L'ancien narco se plaint de ne pouvoir ni compter sur la police fédérale, ni sur l'armée, pour soutenir ses efforts contre les Templiers et les Viagras.

Une armée privée composée de 350 soldats, opère donc dans un flou juridique, où il n'y a aucun compte à rendre et où la violence est privatisée. Cela suggère également qu'on est loin de l'État de droit vanté par les autorités.

Mais le groupe n'a aucune intention de remplacer les autorités, encore moins de s'en prendre à la police ou à l'armée, dit Pancho.

Mais d'autres sources disent que Pancho et ses hommes sont au cœur d'une violente querelle au sujet de territoires et des routes de la drogue — un conflit marqué par l'apparition fréquente de cadavres et celle, moins fréquente, de corps mutilés.

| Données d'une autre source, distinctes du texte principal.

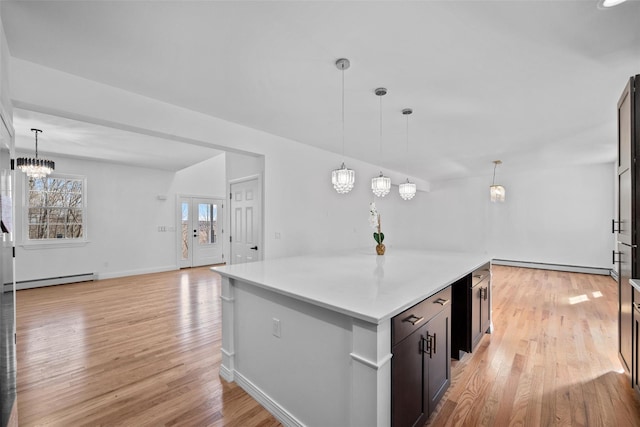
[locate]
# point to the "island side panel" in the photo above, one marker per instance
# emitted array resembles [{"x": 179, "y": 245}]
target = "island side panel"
[
  {"x": 371, "y": 374},
  {"x": 227, "y": 365},
  {"x": 326, "y": 368}
]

Quel que soit son rôle dans la situation actuelle au Michoacán, Pancho nous parle d'un ton imperturbable pendant l'entretien. Mais le ton change lorsque Pancho parle du gouverneur du Michoacàn, Silvano Aureoles Conjo, qui prévoit de désarmer les groupes d'autodéfense.

« Cet homme n'en a rien à foutre, » dit-il. « Avec un véhicule de patrouille et quatre policiers vous allez me protéger moi, mes hommes, ma maison, ma femme ? C'est impossible. »

Des hommes armés, appartenant probablement aux Viagras, ont tué le cousin de Pancho à la sortie d'une station-service, deux jours après l'entretien. C'est le troisième membre de sa famille à avoir été tué cette année.